There is a lot to love about Working—a tour through Caro’s early life as a journalist. i was especially captivated by his risk-taking, including years of living on meager advances in order to finish his work, and by his devotion to getting the story right. I loved Caro’s determination to get inside the people about whom he writes. At one point he realized he couldn’t fully understand LBJ’s life growing up in the rural Texas Hill country by living in Manhattan. So he and his wife Ina moved to Texas. At one point he describes actually sleeping, for two days, in a sleeping bag on a very rural, remote ranch near the LBJ ranch, to get a feel for what life was like in Texas during Johnson’s growing up years. And when he wrote about his early days as a Congressman in Washington, D.C., Caro woke up, at the exact same time Johnson woke up, in order to walk the same route to the Capitol and see the same sights and sounds. This is a dedication to the craft, which is why his books take so long to write.

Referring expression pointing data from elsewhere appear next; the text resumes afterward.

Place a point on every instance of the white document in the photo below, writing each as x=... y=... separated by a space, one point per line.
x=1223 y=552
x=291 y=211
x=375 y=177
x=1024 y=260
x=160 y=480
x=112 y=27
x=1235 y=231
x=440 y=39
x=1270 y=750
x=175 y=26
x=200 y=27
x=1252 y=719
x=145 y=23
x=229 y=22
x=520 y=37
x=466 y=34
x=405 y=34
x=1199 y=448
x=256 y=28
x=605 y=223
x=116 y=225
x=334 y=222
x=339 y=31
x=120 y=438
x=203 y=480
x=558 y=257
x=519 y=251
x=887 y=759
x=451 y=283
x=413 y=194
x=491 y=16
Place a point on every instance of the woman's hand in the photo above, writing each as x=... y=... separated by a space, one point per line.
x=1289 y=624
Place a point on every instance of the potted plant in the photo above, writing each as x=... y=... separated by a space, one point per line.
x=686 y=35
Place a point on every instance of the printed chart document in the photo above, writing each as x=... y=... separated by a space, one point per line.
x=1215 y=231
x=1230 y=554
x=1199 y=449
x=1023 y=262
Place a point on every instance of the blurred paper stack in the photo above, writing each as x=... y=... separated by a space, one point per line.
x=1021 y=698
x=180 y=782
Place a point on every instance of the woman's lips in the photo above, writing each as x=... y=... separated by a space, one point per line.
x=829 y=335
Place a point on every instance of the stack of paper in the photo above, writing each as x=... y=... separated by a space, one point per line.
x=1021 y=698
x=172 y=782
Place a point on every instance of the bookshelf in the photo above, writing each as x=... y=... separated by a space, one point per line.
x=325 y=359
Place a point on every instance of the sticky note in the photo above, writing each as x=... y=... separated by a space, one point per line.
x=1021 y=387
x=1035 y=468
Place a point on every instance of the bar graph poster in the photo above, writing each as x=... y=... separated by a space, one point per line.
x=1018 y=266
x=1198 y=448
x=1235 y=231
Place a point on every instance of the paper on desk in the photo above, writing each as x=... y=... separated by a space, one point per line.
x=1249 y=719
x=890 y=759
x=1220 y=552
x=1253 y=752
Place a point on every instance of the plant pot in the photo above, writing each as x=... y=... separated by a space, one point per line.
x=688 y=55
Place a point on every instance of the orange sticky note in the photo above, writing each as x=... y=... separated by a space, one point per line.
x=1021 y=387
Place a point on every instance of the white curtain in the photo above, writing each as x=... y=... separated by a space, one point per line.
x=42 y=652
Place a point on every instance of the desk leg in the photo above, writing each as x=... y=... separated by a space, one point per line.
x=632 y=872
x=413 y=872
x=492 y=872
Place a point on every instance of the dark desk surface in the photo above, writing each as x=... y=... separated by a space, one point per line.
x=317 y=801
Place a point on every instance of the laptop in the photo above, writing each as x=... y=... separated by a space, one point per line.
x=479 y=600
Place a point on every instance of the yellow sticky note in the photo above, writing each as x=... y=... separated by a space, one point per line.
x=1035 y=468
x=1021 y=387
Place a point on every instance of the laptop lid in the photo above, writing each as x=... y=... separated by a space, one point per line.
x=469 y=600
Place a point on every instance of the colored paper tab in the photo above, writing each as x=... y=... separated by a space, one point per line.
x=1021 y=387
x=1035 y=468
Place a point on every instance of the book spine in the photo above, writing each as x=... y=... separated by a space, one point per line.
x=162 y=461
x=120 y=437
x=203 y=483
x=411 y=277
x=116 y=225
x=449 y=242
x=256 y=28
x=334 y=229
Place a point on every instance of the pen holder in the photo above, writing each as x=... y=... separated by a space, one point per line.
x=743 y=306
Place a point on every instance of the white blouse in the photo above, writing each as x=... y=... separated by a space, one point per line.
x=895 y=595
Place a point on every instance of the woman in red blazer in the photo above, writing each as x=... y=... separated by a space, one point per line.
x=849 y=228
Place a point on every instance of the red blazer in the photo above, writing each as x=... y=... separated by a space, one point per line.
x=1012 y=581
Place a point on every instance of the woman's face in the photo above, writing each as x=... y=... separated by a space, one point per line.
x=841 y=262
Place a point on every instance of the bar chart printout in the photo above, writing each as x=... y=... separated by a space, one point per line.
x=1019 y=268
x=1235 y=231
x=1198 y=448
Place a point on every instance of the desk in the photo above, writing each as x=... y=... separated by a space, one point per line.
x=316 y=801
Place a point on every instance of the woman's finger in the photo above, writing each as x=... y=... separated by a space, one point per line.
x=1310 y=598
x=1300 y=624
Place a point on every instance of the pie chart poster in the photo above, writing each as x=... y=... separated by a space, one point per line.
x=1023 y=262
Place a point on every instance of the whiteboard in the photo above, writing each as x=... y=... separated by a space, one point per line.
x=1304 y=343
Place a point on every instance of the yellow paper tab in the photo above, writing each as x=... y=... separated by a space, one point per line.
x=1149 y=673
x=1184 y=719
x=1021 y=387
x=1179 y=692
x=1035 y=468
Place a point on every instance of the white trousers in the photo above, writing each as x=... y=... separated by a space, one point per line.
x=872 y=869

One thing has stayed with me from the book. It is LBJ’s deep insecurities about his life, his father, and his education. It stayed with him even as he was in the highest echelons of power in the world’s superpower. Once, as majority leader, he had to attend a state dinner in Paris and he nearly didn’t leave his room because he was petrified that he, a simple Texas boy, would somehow mess up the protocol at the dinner. Arguably the most effective parliamentarian in U.S. history had deep fears about belonging. This spilled over into Johnson’s relationship with the Kennedys, blue-bloods who went to prestigious Ivy League schools while Johnson went to Texas Teacher’s college. He also carried with him the memory of his failed father, who lost the family ranch and plunged the family into bankruptcy. He lived to never repeat those mistakes. Caro brings out a truth that I’ve seen played out over and over again in the lives of leaders I’ve either studied in biographies or have seen up close in life.